Blossoming of time-tested friendship

No doubt the Pak-China friendship is time-tested and defying ferocity of mercurial international order it has smilingly endured many a tough challenge. But how much ‘higher than the Himalayas, deeper than the deepest ocean and sweeter than honey’ it is, we get to know now as it blossoms out in the wake of President Xi Jinping’s two-day state visit of Pakistan. During his stay the two countries signed as many as 51 agreements and MoUs that envisage Chinese investment in projects worth $45 billion. This is no small money – this is a huge investment with potential to turn Pakistan into an ‘Asian Tiger’, which President said is his desire. Considering its size and the Beijing’s commitment to make it work, all that Pakistan has been receiving in return for agreeing to walk to the altar appear to be peanuts. Staggered over a decade and a half these projects are expected to turn the page on Pakistan’s resilient underdevelopment, polish its people’s inherent capabilities and put it on the road of sustained progress and prosperity. China is going to invest in projects that help Pakistan improve its energy sector, construct its infrastructure, modernise its industry and secure peace in the region by eradicating terrorism.

The flagship of the Chinese investment is the Pak-China Economic Corridor, which will connect the Silk Road Economic Belt in Central Asia with 21st Century Maritime Silk Road with Gwadar seaport. If India is upset over this as its dream of dominating the Indian Ocean has gone sour and its strategic interest in modernising Iranian port of Chahbahar trivialised. But the Chinese leadership looks at it from a different perspective; President Xi says China “wishes to live in harmony with Pakistan and other countries in South Asia and contribute its share to the development of the region”. The Pak-China Economic Corridor and the two land and maritime silk roads are “to promote common development by enhancing connectivity among countries along these routes”.

Of course, it is a massive dose of help China has administered to rejuvenate Pakistan’s inherent economic potential. But the offer is not that of a donor assisting a struggling economy to overcome its timely travails. It is the offer of a ‘brother who has come to his brother’s house’, says President Xi. Unmistakably, the idiom of time-tested ‘dausti’ richly tinted his speech at the joint session of parliament, his write-up for the Pakistani media released on the eve of his departure for Islamabad and in talks with host leadership. He talked of quite a few ‘firsts’ from which sustains China’s friendship for Pakistan. Pakistan was the first among the countries that recognised the new China, Pakistan was the first among the Muslim countries to enter diplomatic relations with China and Pakistan was the first to open the air corridor with outside world for China. It was Allama Iqbal who had predicted, in 1931, that China would emerge as a great power – to be aptly matched by Prime Minister Nawaz Sharif that Allama Iqbal had also counselled not to miss ‘the sun rising from the East’. He heartily recognised that Pakistan was always there to help China in its difficult times, and pledged support for the economic recovery and eradication of terrorism from Khyber Pakhtunkhwa and the Fata areas. In his meeting with military top brass, President Xi Jinping praised the Zarb-e-Azb military operation, calling it a game-changer which not only restored peace in the restive region but also helped others feel that this operation is across-the-board having no hiccup if the target is a good Taliban or bad Taliban. In this context, he lauded Pakistan’s contributive role in Afghanistan.
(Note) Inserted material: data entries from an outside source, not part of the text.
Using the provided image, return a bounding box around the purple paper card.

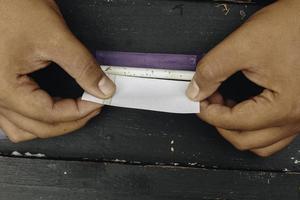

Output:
[96,51,200,71]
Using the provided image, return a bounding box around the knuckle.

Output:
[8,134,23,144]
[75,56,100,81]
[233,139,249,151]
[253,150,273,158]
[196,56,219,80]
[36,132,50,139]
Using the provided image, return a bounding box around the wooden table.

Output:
[0,0,300,200]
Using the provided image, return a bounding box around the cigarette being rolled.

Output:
[101,65,195,81]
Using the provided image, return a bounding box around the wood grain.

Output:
[0,157,300,200]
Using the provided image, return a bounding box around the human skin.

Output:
[0,0,115,142]
[187,0,300,157]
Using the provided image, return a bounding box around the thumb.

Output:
[186,33,245,101]
[51,33,116,99]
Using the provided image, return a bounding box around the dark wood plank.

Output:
[0,157,300,200]
[0,0,300,171]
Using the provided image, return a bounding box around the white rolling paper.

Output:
[0,128,7,140]
[82,75,200,114]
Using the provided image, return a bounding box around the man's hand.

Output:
[187,0,300,156]
[0,0,115,142]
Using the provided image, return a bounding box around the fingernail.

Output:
[98,76,116,97]
[90,110,101,118]
[186,79,200,100]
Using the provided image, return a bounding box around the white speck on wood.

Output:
[24,152,46,158]
[10,151,23,156]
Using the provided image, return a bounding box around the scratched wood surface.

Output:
[0,157,300,200]
[0,0,300,200]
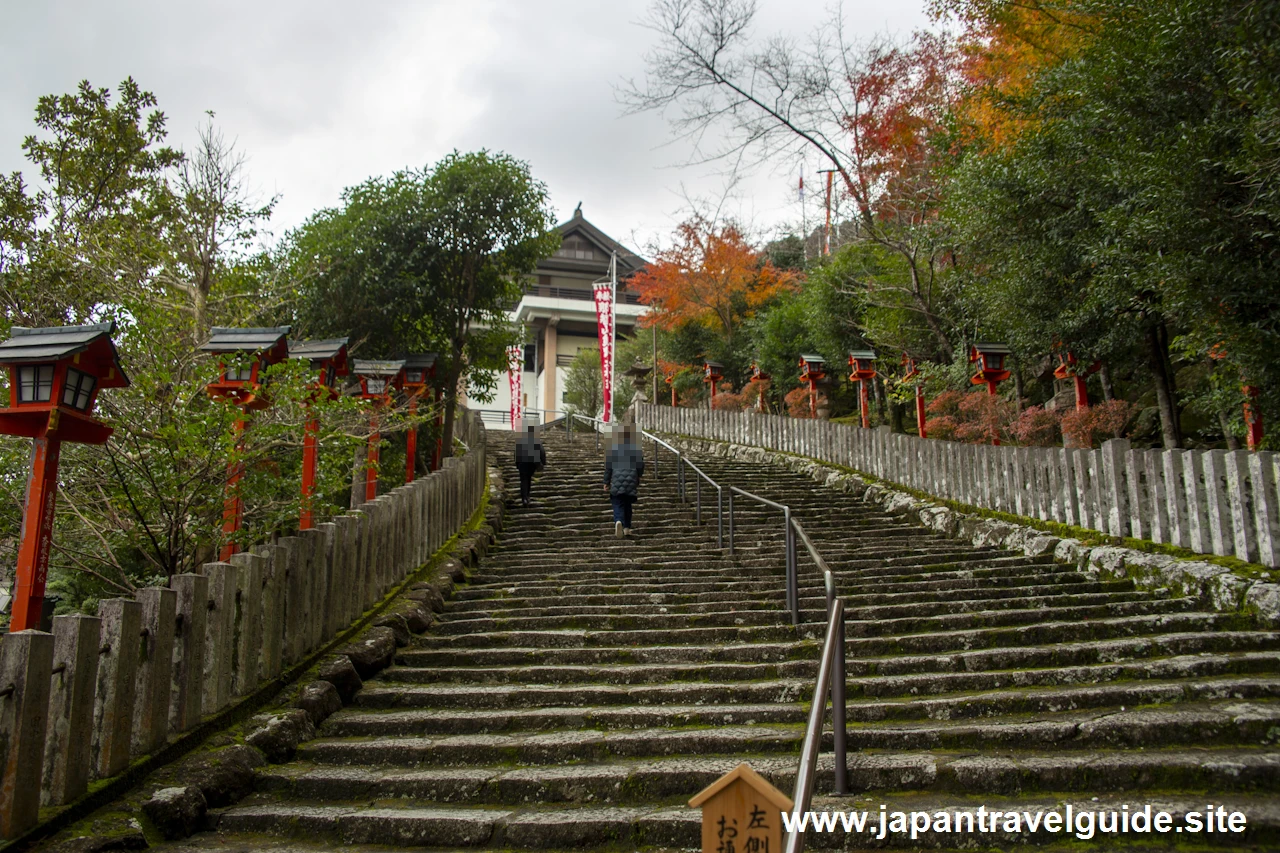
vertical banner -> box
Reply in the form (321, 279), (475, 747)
(591, 282), (613, 424)
(507, 346), (525, 429)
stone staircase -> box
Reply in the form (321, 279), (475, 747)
(152, 427), (1280, 853)
(698, 445), (1280, 849)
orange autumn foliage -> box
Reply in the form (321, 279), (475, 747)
(933, 0), (1097, 147)
(628, 218), (796, 341)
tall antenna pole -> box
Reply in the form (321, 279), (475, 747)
(818, 169), (836, 255)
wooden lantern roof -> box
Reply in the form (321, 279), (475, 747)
(0, 321), (129, 388)
(969, 343), (1014, 361)
(200, 325), (292, 364)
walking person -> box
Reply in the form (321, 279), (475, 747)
(604, 424), (644, 537)
(516, 424), (547, 506)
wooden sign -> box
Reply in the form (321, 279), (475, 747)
(689, 762), (791, 853)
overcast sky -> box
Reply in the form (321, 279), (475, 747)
(0, 0), (927, 248)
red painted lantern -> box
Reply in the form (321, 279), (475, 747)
(289, 338), (349, 530)
(751, 361), (773, 412)
(1053, 352), (1102, 409)
(849, 350), (876, 429)
(902, 352), (928, 438)
(703, 361), (724, 409)
(969, 343), (1012, 397)
(0, 323), (129, 631)
(969, 343), (1012, 444)
(800, 352), (827, 418)
(352, 359), (404, 501)
(200, 325), (289, 560)
(404, 352), (444, 483)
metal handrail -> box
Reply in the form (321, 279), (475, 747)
(728, 485), (800, 625)
(783, 598), (849, 853)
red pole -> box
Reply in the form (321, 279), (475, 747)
(404, 394), (417, 483)
(219, 416), (247, 562)
(915, 386), (928, 438)
(298, 418), (320, 530)
(1075, 374), (1089, 409)
(987, 379), (1000, 447)
(365, 415), (383, 501)
(822, 172), (835, 255)
(431, 389), (444, 471)
(9, 435), (63, 631)
(1244, 386), (1262, 450)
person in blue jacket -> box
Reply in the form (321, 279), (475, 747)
(604, 424), (644, 537)
(516, 424), (547, 506)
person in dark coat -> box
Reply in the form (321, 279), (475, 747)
(604, 424), (644, 537)
(516, 425), (547, 506)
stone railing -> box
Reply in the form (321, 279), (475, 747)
(0, 411), (485, 839)
(635, 405), (1280, 567)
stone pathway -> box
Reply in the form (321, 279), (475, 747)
(147, 427), (1280, 853)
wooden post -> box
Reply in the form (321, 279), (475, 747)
(298, 418), (320, 530)
(132, 587), (178, 757)
(0, 630), (54, 840)
(92, 598), (142, 779)
(42, 615), (102, 806)
(169, 574), (209, 734)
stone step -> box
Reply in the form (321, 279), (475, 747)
(298, 722), (804, 767)
(210, 800), (701, 849)
(260, 754), (819, 806)
(417, 625), (817, 648)
(846, 663), (1280, 722)
(845, 630), (1280, 678)
(844, 701), (1280, 751)
(323, 702), (806, 732)
(845, 611), (1240, 658)
(356, 679), (813, 708)
(381, 660), (818, 684)
(396, 640), (819, 669)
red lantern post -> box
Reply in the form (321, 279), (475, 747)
(902, 352), (928, 438)
(969, 343), (1012, 444)
(751, 361), (772, 414)
(849, 350), (876, 429)
(200, 325), (289, 560)
(1242, 386), (1262, 450)
(289, 338), (348, 530)
(1053, 352), (1102, 410)
(404, 352), (437, 483)
(0, 323), (129, 631)
(703, 361), (724, 409)
(352, 359), (404, 501)
(800, 353), (827, 418)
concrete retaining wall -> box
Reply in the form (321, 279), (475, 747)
(0, 411), (485, 839)
(635, 405), (1280, 567)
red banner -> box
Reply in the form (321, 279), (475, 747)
(507, 347), (525, 429)
(591, 282), (613, 424)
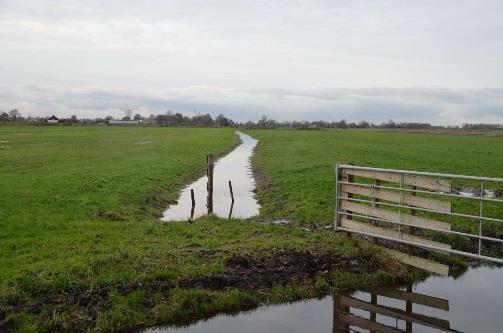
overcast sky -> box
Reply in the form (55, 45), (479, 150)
(0, 0), (503, 124)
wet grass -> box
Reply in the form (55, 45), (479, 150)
(248, 130), (503, 255)
(0, 126), (420, 332)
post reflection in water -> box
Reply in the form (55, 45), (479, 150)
(161, 132), (260, 221)
(332, 286), (458, 333)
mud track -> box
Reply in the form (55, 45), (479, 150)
(0, 250), (383, 331)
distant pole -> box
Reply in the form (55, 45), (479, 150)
(229, 180), (234, 218)
(229, 180), (234, 203)
(206, 154), (214, 214)
(190, 188), (196, 221)
(190, 188), (196, 207)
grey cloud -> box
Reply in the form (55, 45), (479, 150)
(0, 84), (503, 124)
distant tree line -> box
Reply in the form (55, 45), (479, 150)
(0, 109), (503, 130)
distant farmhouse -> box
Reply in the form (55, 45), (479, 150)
(47, 115), (59, 124)
(107, 120), (143, 125)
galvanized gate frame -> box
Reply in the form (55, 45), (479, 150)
(334, 164), (503, 264)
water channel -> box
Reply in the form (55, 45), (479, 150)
(144, 266), (503, 333)
(161, 132), (260, 221)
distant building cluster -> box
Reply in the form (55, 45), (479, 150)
(0, 109), (503, 130)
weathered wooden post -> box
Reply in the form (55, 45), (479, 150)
(206, 154), (214, 214)
(229, 180), (234, 203)
(190, 188), (196, 221)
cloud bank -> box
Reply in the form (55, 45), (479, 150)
(0, 0), (503, 124)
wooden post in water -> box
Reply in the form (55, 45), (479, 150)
(229, 180), (234, 203)
(229, 180), (234, 219)
(407, 186), (417, 255)
(190, 188), (196, 221)
(206, 154), (214, 214)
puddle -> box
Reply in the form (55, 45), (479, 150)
(161, 132), (260, 221)
(143, 266), (503, 333)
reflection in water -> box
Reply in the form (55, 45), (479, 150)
(162, 132), (260, 221)
(145, 267), (503, 333)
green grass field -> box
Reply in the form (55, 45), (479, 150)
(249, 130), (503, 257)
(248, 130), (503, 223)
(0, 126), (413, 332)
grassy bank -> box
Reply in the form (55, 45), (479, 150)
(0, 126), (422, 332)
(248, 130), (503, 255)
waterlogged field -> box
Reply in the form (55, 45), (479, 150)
(248, 130), (503, 256)
(0, 126), (413, 332)
(248, 130), (503, 223)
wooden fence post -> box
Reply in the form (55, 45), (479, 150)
(206, 154), (214, 214)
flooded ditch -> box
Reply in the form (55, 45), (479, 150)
(143, 266), (503, 333)
(161, 132), (260, 222)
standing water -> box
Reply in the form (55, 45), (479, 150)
(161, 132), (260, 221)
(144, 266), (503, 333)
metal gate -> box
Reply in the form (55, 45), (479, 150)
(334, 164), (503, 264)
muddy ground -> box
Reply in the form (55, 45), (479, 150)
(0, 250), (398, 332)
If the welcome accorded to President Xi and his delegations was unprecedented and robustly rousing his departure was no less spectacular. Never before in living memory was the visit of foreign head of state so eagerly awaited and when it came about so dramatically raised the morale of the Pakistani nation.

In his speech and interlocutions with political leaders he met he made it clear that the Pak-China Corridor would pass through all four provinces and the Northern Areas. But what he did not say in so many words but did convey was that Pakistan should now get into gear to match the speed and timely execution of the agreed projects. But this is a kind of once in a lifetime opportunity which the people and government of Pakistan will miss at their own risk.